In his recent statements, Lindzen rails against what he sees as a conformist and self-reinforcing "iron triangle of climate scientists, advocates and policymakers" with a "vested interest in alarm."
"To a certain extent, how much confidence you have in any of the evidence is a matter of taste," said Ron Miller, a NASA climatologist who worked with Lindzen at MIT in the late 1980s. "If you look at any individual piece of evidence—the surface temperature record or the climate models—they all have some uncertainties associated with them. But when I look at it, it seems like everything's pointing in the same direction, and I find that pretty convincing. I guess Dick doesn't."
Lindzen has been researching the Earth's climate since the 1960s. He is credited with doing fundamental work in atmospheric dynamics. In 1977, he was elected into the geophysics section of the National Academy of Sciences. His former graduate students describe him as fiercely intelligent, with a deep contrarian streak.

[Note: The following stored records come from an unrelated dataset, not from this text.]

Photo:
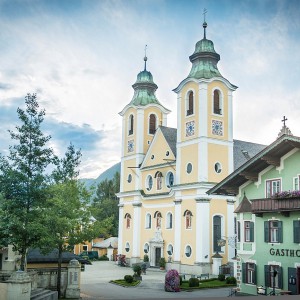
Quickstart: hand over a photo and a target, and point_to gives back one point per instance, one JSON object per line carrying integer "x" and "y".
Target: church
{"x": 164, "y": 210}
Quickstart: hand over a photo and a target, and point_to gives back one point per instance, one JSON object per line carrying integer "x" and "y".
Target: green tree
{"x": 23, "y": 181}
{"x": 105, "y": 205}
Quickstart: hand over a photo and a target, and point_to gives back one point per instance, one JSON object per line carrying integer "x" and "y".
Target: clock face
{"x": 190, "y": 128}
{"x": 217, "y": 127}
{"x": 130, "y": 146}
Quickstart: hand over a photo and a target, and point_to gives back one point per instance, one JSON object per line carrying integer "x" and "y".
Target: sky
{"x": 81, "y": 57}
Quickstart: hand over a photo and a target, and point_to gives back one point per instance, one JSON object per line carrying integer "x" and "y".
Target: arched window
{"x": 217, "y": 103}
{"x": 188, "y": 219}
{"x": 190, "y": 104}
{"x": 217, "y": 233}
{"x": 169, "y": 218}
{"x": 157, "y": 216}
{"x": 131, "y": 120}
{"x": 158, "y": 177}
{"x": 128, "y": 220}
{"x": 148, "y": 221}
{"x": 152, "y": 124}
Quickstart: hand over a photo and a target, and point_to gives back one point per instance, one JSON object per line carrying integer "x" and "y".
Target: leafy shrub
{"x": 221, "y": 277}
{"x": 103, "y": 257}
{"x": 194, "y": 282}
{"x": 137, "y": 269}
{"x": 231, "y": 280}
{"x": 128, "y": 278}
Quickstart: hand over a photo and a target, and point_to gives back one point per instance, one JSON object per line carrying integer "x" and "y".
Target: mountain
{"x": 108, "y": 174}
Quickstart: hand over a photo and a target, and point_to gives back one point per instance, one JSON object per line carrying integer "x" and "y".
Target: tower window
{"x": 152, "y": 124}
{"x": 131, "y": 120}
{"x": 217, "y": 103}
{"x": 190, "y": 104}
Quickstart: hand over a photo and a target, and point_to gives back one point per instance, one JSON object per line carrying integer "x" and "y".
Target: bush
{"x": 221, "y": 277}
{"x": 128, "y": 278}
{"x": 231, "y": 280}
{"x": 103, "y": 257}
{"x": 137, "y": 269}
{"x": 194, "y": 282}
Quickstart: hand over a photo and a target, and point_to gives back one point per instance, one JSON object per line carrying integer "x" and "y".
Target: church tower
{"x": 204, "y": 101}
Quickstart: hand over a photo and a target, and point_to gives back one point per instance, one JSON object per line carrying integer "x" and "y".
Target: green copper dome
{"x": 144, "y": 89}
{"x": 204, "y": 59}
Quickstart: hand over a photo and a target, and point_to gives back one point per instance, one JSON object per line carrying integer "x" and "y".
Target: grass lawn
{"x": 122, "y": 282}
{"x": 207, "y": 284}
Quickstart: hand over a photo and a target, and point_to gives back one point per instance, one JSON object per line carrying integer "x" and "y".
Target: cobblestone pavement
{"x": 95, "y": 285}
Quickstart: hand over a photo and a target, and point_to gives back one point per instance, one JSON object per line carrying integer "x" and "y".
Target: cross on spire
{"x": 145, "y": 57}
{"x": 284, "y": 119}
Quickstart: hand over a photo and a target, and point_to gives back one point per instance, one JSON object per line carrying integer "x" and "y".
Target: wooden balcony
{"x": 282, "y": 205}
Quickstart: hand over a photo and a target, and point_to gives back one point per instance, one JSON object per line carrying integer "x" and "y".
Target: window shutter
{"x": 266, "y": 226}
{"x": 254, "y": 275}
{"x": 280, "y": 277}
{"x": 244, "y": 273}
{"x": 280, "y": 232}
{"x": 251, "y": 231}
{"x": 267, "y": 276}
{"x": 296, "y": 228}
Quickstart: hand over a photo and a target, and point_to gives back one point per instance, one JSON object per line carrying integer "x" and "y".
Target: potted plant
{"x": 162, "y": 263}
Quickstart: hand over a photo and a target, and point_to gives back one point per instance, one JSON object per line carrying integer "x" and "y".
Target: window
{"x": 170, "y": 250}
{"x": 169, "y": 218}
{"x": 129, "y": 179}
{"x": 249, "y": 273}
{"x": 158, "y": 176}
{"x": 188, "y": 219}
{"x": 190, "y": 104}
{"x": 131, "y": 120}
{"x": 158, "y": 217}
{"x": 149, "y": 183}
{"x": 296, "y": 227}
{"x": 128, "y": 220}
{"x": 217, "y": 103}
{"x": 189, "y": 168}
{"x": 127, "y": 247}
{"x": 146, "y": 248}
{"x": 273, "y": 231}
{"x": 152, "y": 124}
{"x": 273, "y": 276}
{"x": 216, "y": 233}
{"x": 249, "y": 231}
{"x": 272, "y": 187}
{"x": 188, "y": 251}
{"x": 169, "y": 179}
{"x": 218, "y": 168}
{"x": 148, "y": 221}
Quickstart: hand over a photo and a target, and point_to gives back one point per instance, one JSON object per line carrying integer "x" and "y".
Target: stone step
{"x": 42, "y": 294}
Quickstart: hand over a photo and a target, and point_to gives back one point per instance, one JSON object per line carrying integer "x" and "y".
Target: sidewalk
{"x": 95, "y": 285}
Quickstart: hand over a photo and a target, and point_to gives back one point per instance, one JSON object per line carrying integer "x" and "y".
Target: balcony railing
{"x": 281, "y": 205}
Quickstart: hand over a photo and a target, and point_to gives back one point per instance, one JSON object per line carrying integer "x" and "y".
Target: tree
{"x": 23, "y": 181}
{"x": 105, "y": 205}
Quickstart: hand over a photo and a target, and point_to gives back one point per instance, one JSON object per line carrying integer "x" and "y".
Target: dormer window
{"x": 152, "y": 124}
{"x": 217, "y": 103}
{"x": 190, "y": 104}
{"x": 131, "y": 120}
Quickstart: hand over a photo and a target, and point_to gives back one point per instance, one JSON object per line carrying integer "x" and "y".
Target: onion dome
{"x": 204, "y": 59}
{"x": 144, "y": 88}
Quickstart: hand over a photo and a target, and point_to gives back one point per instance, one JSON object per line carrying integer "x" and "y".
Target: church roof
{"x": 170, "y": 135}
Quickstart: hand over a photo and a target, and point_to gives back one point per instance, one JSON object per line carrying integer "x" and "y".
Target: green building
{"x": 267, "y": 213}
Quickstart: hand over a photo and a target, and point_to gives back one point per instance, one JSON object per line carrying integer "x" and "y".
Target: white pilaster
{"x": 136, "y": 229}
{"x": 120, "y": 234}
{"x": 202, "y": 221}
{"x": 230, "y": 229}
{"x": 177, "y": 230}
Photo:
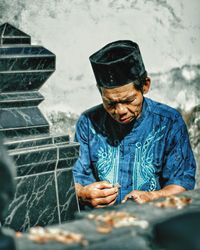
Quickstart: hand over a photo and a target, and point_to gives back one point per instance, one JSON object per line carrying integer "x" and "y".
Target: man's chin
{"x": 125, "y": 121}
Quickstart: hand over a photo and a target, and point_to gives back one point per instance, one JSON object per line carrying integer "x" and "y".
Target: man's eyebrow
{"x": 123, "y": 99}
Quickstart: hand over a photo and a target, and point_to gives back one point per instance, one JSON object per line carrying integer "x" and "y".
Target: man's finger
{"x": 103, "y": 184}
{"x": 105, "y": 200}
{"x": 127, "y": 197}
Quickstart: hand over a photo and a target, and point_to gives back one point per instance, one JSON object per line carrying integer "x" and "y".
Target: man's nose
{"x": 120, "y": 109}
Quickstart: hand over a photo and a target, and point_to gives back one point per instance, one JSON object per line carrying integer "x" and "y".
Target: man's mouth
{"x": 125, "y": 120}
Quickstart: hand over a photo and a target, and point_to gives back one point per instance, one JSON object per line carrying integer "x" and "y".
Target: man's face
{"x": 124, "y": 103}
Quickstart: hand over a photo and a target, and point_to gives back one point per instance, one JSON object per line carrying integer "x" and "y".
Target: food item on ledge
{"x": 44, "y": 235}
{"x": 174, "y": 202}
{"x": 109, "y": 220}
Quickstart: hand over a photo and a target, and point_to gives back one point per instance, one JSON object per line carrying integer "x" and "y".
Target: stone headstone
{"x": 45, "y": 188}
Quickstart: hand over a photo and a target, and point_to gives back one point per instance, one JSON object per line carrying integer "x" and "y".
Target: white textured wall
{"x": 167, "y": 31}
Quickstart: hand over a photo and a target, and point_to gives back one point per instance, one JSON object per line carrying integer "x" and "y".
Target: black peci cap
{"x": 117, "y": 64}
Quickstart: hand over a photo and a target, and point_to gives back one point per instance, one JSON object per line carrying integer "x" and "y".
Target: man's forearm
{"x": 167, "y": 191}
{"x": 80, "y": 191}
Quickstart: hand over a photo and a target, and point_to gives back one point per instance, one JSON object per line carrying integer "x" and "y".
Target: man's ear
{"x": 146, "y": 85}
{"x": 99, "y": 88}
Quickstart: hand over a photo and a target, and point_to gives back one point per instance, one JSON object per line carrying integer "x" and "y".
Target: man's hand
{"x": 139, "y": 196}
{"x": 97, "y": 194}
{"x": 145, "y": 196}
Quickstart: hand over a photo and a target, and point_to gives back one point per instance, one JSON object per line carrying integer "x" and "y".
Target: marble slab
{"x": 20, "y": 99}
{"x": 35, "y": 202}
{"x": 23, "y": 80}
{"x": 42, "y": 199}
{"x": 21, "y": 120}
{"x": 11, "y": 35}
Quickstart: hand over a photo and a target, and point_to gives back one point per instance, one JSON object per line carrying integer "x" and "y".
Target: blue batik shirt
{"x": 149, "y": 153}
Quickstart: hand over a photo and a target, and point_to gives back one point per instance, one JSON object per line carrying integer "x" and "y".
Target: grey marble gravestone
{"x": 45, "y": 189}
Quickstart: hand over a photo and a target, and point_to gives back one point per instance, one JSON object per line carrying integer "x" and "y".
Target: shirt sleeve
{"x": 82, "y": 169}
{"x": 180, "y": 166}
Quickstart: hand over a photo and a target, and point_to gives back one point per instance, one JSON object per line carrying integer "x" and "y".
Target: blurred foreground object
{"x": 180, "y": 232}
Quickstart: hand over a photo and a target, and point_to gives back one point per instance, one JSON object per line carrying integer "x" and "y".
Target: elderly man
{"x": 130, "y": 146}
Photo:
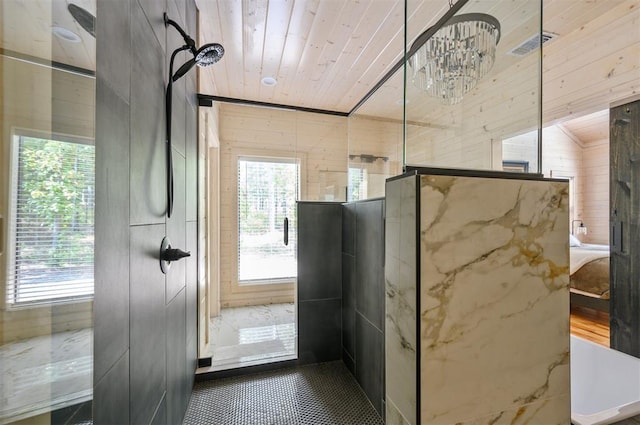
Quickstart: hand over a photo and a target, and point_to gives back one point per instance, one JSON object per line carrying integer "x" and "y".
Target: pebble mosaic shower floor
{"x": 319, "y": 394}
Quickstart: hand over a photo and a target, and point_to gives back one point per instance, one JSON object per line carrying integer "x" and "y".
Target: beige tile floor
{"x": 45, "y": 373}
{"x": 246, "y": 336}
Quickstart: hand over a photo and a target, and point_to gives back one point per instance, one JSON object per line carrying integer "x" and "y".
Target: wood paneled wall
{"x": 319, "y": 141}
{"x": 595, "y": 211}
{"x": 597, "y": 64}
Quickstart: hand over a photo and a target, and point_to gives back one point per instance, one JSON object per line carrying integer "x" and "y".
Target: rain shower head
{"x": 205, "y": 56}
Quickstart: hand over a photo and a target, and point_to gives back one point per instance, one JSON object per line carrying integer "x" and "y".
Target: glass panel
{"x": 267, "y": 193}
{"x": 474, "y": 84}
{"x": 375, "y": 140}
{"x": 47, "y": 171}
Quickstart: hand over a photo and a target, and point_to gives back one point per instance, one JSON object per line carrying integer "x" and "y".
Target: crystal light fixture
{"x": 451, "y": 62}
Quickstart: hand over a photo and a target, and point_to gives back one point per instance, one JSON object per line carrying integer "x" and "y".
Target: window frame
{"x": 12, "y": 210}
{"x": 259, "y": 157}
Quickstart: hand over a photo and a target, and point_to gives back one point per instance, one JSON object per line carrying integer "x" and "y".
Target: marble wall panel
{"x": 401, "y": 343}
{"x": 494, "y": 301}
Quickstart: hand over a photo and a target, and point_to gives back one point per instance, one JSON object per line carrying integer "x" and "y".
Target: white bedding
{"x": 581, "y": 255}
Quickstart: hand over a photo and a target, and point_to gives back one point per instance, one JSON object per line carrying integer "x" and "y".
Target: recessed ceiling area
{"x": 30, "y": 31}
{"x": 589, "y": 129}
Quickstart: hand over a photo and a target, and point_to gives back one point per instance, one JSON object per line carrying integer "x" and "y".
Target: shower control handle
{"x": 168, "y": 254}
{"x": 174, "y": 254}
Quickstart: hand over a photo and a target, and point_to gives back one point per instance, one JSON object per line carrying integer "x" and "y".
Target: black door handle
{"x": 174, "y": 254}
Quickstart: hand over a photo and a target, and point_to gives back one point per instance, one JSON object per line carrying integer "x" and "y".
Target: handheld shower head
{"x": 209, "y": 54}
{"x": 205, "y": 56}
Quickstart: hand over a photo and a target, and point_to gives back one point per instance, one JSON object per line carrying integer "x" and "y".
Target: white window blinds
{"x": 267, "y": 193}
{"x": 52, "y": 221}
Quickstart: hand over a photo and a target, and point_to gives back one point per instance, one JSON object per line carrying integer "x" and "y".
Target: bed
{"x": 589, "y": 275}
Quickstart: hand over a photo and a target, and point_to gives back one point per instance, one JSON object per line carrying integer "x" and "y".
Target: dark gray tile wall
{"x": 111, "y": 394}
{"x": 145, "y": 322}
{"x": 363, "y": 296}
{"x": 319, "y": 281}
{"x": 111, "y": 337}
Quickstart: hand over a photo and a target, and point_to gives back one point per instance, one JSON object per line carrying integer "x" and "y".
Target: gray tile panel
{"x": 176, "y": 229}
{"x": 177, "y": 373}
{"x": 113, "y": 62}
{"x": 319, "y": 331}
{"x": 147, "y": 151}
{"x": 148, "y": 324}
{"x": 319, "y": 251}
{"x": 349, "y": 304}
{"x": 370, "y": 361}
{"x": 111, "y": 298}
{"x": 111, "y": 395}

Because of his credentials, the scientific community took heed of his early arguments against climate modeling and global warming in general.
"I think his point was legitimate, at the time—the models really hadn't been tested very thoroughly," said Miller. "But there's been a lot of improvement, I think, in large part in response to his criticism. The upshot, at least from my point of view, was that I ended up pretty convinced the models were actually doing the right thing."
But Lindzen's complaint wasn't with the models' performance or their development. He dismisses the very idea of climate modeling as a scientific endeavor.
"It's a kind of replacement for theory," Lindzen said. "We're finding students taking the model developed by someone else—never tested by them—and just turning knobs and calling that research. That's akin to using a Ouija board."